Ergastolo. Pena di primo grado confermata per Gilberto Cavallini, l’ex Nar accusato della strage in stazione, il 2 agosto del 1980. Ottantacinque vittime e più di duecento feriti lasciò dietro di sé quella bomba letale, esplosa nella sala d’aspetto di seconda classe. E ora, un quarto uomo si aggiunge ai tre già condannati in via definitiva.
Dopo Francesca Mambro, Giuseppe Valerio Fioravanti e Luigi Ciavardini, la Corte d’assise d’appello presieduta dal giudice Orazio Pescatore ha stabilito che quel giorno in stazione centrale c’era anche Cavallini. E ha perciò confermato la condanna di primo grado riformandola in parte, poiché ha scelto di modificare il capo d’imputazione contestato inizialmente da strage comune a strage politica. Accogliendo dunque l’istanza della Procura, che aveva impugnato la sentenza proprio sotto questo aspetto. La condanna in primo grado, a firma del presidente della Corte Michele Leone, arrivò il 9 gennaio del 2020.
Ieri mattina l’ultima udienza d’appello per Cavallini è iniziata alle 9; un’ora dopo, la Corte si è ritirata in camera di consiglio. La sentenza è arrivata quasi sette ore dopo.
Prima, in aula, c’erano state le repliche del sostituto pg Nicola Proto – che aveva ribadito la richiesta di confermare l’ergastolo per l’imputato –, degli avvocati di parte civile e dell’avvocato difensore di Cavallini, Nicoletta Macrì. Il pg Proto aveva ribadito che due giorni prima della strage Cavallini era con gli altri ex Nar già condannati per la strage in via definitiva, mentre l’arringa della difesa dell’avvocata Nicoletta Macrì aveva sottolineato al contrario la mancanza di prove inoppugnabili contro l’imputato, sostenendo che Mambro e Fioravanti non fossero a casa di Cavallini in Veneto in quei giorni, al fine di ottenere da lui supporto logistico per la strage, e che l’imputato dunque non fosse in stazione a Bologna il 2 agosto. Una versione evidentemente respinta dalla Corte.

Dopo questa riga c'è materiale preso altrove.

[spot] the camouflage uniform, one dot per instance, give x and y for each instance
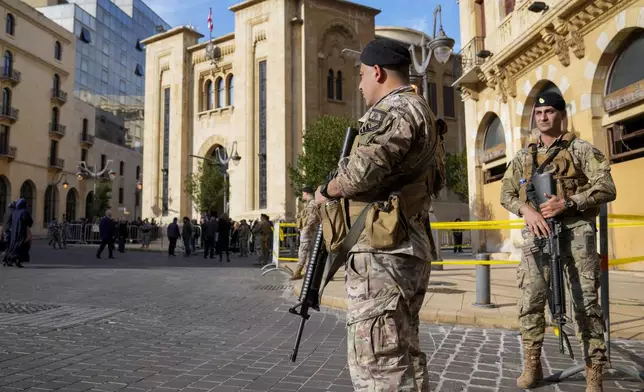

Cavallini, oltre che all’ergastolo, è stato condannato a pagare le spese del processo e quelle sostenute dalle parti civili per un totale di oltre 130mila euro, oltre che diecimila euro per Ferrovie e 3.500 per l’Avvocatura di Stato. Le motivazioni arriveranno tra 90 giorni.
Un processo, questo, caratterizzato dalla rinuncia all’incarico dai difensori dell’imputato, gli avvocati Gabriele Bordoni e Alessandro Pellegrini, che fecero un passo indietro dopo che le loro richieste furono rigettate d alla Corte, in particolare quella di chiamare a testimoniare il terrorista ‘Carlos lo sciacallo’ e di integrare la perizia sul dna dei resti nella tomba di Maria Fresu.
"Con questa sentenza giungono due importanti novità – commenta infine l’avvocato dell’Associazione dei familiari delle vittime Andrea Speranzoni –: il crollo definitivo della ’Pista palestinese’, e la conferma dei rapporti tra i Nar, che non erano spontaneisti, ma terroristi neofascisti legati a Ordine Nuovo veneto e apparati dello Stato infedeli. Questa sentenza ci dà grande soddisfazione: è un giorno importante per la giustizia, per la città, per le vittime e per lo sforzo fatto in questa aula dal sostituto procuratore generale e dalle parti civili. È un giorno luminoso, non solo perché fuori splende il sole". È probabile però si arriverà in Cassazione.